A California agency funded by taxpayers is considering whether it should support scientific research aimed at genetically modifying human embryos — work so controversial that the federal government won't pay for it.
The state's stem cell institute is reviewing its ethics guidelines to determine whether they are strong enough to safely allow studies in which scientists would attempt to edit the genes of embryos.
Just this month, Britain became the first government to approve such an experiment, where a powerful new technology known as CRISPR will be used to edit genes in human embryos.
In the British research, the early-stage embryos will be studied and destroyed
after 14 days. The work is aimed at looking at the genes that are active just after fertilization.
It is illegal in Britain — but not in the United States — to use genetically modified embryos to start a pregnancy.
Kevin McCormack, a spokesman for the California Institute for Regenerative Medicine, said a committee is debating whether the institute should fund similar human gene-editing research using CRISPR.
The controversial technology, developed with the help of scientists at UC Berkeley, allows DNA to be edited with unparalleled precision. It has set off a biotech gold rush as scientists imagine its commercial uses and found start-up companies that are attracting hundreds of millions of dollars in venture capital.
The 3-year-old technology allows for the genomes of all living things to be spliced and revised. It has already been used to create wheat resistant to fungal diseases, correct genetic errors that cause muscular dystrophy in mice and engineer monkeys to have targeted mutations.
In medicine, scientists say it has the potential to help cure devastating hereditary disorders such as Huntington's disease.
But it has also set off widespread alarm about the possibility that scientists could use it to genetically modify children and change the human race.
"This is not safe," said Marcy Darnovsky at the Center for Genetics and Society in Berkeley. "It's still way too early to try such an experiment on a human being."
Last April, Francis Collins, director of the National Institutes of Health, said that the federal agency would not fund such research.
"Altering the human germ line in embryos for clinical purposes … has been viewed almost universally as a line that should not be crossed," Collins explained in making the announcement.
In December, an international group of scientists called for what effectively would be a moratorium on making permanent changes to the human genome.
The group, convened by the National Academy of Sciences and scientists from China and Britain, said it would be "irresponsible to proceed" with such research until there was "broad societal consensus" on whether making inheritable changes to the human genome was appropriate.
The California Institute for Regenerative Medicine was created by voter approval of Proposition 71 in 2004. The agency is distributing
$3 billion from state taxpayers to stem cell researchers in the hope of discovering promising new cures for Parkinson's, diabetes and a host of other diseases. The agency has about $900 million left to distribute.
The agency's current regulations say that no money can be used to transfer a genetically modified human embryo to a woman to start a pregnancy. But some experts worry that agency-funded researchers could later turn to other sources to finance the reproductive stage of their work.
"If you have genetically modified embryos in labs around the state," Darnovsky said, "what's to stop them from being used to initiate a pregnancy?"
Many other questions were raised last week when the stem cell agency's committee met in Los Angeles to review its policies on the editing of human genes.
"Do we need to think about the rights of the embryo donor?" asked board member Jeff Sheehy. "If they have a severe inheritable disease and the embryo they donated for research has been edited with CRISPR or other tools to remove that potential, do they have a right to know about that or even access to that technology for their own use?"
McCormack, the agency's spokesman, said the committee will try to answer such questions and come back with recommendations that will go to the full board for consideration — a process expected to take a couple of months.
"So far we have not funded any research that involves CRISPR, nor have we received any proposals for funding using that technology," McCormack said. "But that's probably just a matter of time."
Last year, Chinese scientists stunned the scientific community by revealing that they had already used CRISPR to genetically modify human embryos.
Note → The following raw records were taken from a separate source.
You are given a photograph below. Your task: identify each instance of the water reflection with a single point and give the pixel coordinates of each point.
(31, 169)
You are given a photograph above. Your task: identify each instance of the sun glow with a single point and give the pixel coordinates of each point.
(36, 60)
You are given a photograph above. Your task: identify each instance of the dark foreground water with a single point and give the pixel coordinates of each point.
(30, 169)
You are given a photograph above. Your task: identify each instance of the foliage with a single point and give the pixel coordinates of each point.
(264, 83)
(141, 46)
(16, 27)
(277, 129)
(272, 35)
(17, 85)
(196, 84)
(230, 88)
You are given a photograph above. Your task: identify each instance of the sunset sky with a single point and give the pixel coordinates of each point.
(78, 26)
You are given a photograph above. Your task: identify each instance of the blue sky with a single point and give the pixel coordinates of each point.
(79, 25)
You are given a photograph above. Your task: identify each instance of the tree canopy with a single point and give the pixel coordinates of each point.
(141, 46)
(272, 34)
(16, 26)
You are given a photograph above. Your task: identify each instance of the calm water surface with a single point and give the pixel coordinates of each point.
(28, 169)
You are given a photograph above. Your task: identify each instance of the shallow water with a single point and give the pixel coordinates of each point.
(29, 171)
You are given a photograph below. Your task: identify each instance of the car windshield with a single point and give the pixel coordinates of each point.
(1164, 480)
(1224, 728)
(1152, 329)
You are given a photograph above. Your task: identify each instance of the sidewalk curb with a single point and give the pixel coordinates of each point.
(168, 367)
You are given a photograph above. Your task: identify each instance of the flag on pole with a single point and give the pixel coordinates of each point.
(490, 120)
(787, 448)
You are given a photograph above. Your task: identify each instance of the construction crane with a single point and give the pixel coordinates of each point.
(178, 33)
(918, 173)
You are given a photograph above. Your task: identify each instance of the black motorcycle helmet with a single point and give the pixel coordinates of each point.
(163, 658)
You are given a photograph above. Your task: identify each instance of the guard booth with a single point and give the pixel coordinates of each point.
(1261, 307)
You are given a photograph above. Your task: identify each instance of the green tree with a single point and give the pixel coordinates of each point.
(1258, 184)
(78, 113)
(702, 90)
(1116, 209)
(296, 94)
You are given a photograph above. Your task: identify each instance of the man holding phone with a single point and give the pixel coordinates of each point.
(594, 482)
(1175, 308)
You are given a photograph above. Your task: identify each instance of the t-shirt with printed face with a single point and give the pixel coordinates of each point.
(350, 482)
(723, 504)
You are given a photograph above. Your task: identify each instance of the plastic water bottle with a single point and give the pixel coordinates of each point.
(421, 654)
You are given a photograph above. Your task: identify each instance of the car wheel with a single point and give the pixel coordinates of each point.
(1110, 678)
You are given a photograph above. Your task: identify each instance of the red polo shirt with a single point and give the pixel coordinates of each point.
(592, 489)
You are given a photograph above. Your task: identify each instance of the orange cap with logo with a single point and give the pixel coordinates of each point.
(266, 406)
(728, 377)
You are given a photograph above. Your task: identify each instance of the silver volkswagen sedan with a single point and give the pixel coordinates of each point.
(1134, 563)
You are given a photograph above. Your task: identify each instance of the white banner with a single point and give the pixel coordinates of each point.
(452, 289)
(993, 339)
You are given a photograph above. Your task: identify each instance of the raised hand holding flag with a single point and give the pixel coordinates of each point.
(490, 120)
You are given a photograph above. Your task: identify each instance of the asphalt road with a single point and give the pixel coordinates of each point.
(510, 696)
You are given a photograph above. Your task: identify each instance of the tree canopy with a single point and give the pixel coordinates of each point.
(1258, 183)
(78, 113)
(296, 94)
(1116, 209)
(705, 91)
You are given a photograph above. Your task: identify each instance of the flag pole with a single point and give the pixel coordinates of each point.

To try to head off ethical concerns, the scientists had used embryos they said were non-viable and could not result in a live birth.
In their experiment, the researchers had attempted to modify a gene responsible for a potentially fatal blood disorder. But they experienced multiple problems, including finding a surprising number of off-target mutations in other parts of the genome.
The Chinese team said their results showed the serious barriers to using the gene-editing technique in humans.